Graphing functions is a valuable tool in visualizing and understanding mathematical concepts. For the function \( f(x) = \left( 1 - \frac{1}{x} \right)^x \), plotting gives us a clear representation of how \( f(x) \) behaves as \( x \) increases. To graph this function effectively, you need a range for \( x \) and a corresponding range for \( y \). From the original exercise, we're using \( x \) values from 0 to 20 and \( y \) values from 0 to 1. This specific range provides the best view of the function's approach towards the limiting value of \( \frac{1}{e} \). Additionally, it's useful to draw the line \( y = \frac{1}{e} \) on the same graph. This horizontal line acts as a reference, helping you see how \( f(x) \) moves closer to this value. Graphing the function alongside the reference line offers an immediate, visual way to interpret the function's trend and how it stabilizes around \( \frac{1}{e} \). With this visual analysis, the convergence and trend of the function become easier to understand compared to purely numerical or algebraic evaluation.

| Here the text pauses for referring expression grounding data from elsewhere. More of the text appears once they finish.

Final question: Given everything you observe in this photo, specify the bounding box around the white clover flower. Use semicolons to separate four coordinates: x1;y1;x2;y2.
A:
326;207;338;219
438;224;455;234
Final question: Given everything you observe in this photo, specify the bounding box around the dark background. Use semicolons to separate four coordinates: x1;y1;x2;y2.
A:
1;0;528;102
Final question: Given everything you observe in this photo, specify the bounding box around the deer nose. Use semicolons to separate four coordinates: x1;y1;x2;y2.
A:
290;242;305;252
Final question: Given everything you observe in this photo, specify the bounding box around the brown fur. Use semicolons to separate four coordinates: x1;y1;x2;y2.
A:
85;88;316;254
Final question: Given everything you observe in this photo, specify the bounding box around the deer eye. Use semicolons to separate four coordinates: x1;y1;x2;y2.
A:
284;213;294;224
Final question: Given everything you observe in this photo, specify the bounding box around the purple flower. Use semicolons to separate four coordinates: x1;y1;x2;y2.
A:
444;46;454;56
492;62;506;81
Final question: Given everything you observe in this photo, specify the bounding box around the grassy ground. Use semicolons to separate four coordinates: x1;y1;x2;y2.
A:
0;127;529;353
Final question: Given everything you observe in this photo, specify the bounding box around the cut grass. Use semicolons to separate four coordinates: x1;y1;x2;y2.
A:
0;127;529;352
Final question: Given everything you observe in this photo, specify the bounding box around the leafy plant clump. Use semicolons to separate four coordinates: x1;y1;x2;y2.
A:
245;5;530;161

Convergence is a critical concept in both calculus and sequence analysis. When we talk about the convergence of sequences, we're referring to how a sequence of terms approaches a specific value as the sequence progresses towards infinity. For \( f(x) = \left( 1 - \frac{1}{x} \right)^x \), as \( x \) becomes larger, it forms a sequence that approaches a limit. Here, the sequence is the set of function values at various \( x \) values. With \( x \to \infty \), the function values converge to \( \frac{1}{e} \), demonstrating the convergence of the sequence defined by \( f(x) \).

• Convergence happens when the terms of a sequence get closer to a specific number, called the limit.

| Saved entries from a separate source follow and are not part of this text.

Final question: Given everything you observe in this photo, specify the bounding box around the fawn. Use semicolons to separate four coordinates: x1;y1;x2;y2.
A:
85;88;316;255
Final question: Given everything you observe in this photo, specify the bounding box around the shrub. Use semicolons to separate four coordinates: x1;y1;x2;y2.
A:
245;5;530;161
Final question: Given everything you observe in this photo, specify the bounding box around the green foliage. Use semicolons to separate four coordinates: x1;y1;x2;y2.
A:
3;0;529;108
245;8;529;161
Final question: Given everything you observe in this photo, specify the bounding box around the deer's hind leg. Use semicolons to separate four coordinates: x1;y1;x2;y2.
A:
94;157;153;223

• For \( f(x) \), understanding convergence helps in predicting the behavior of this function at very large \( x \) values, without needing to calculate each successive term explicitly.
• In practical terms, this means that instead of evaluating \( f(x) \) at infinity, recognizing its convergence allows us to define its behavior with the limit \( \frac{1}{e} \).

Mastering the concept of convergence prepares students for deeper studies in analysis and enhances comprehension of how things like an entire function sequence can behave predictively and soundly as inputs grow indefinitely.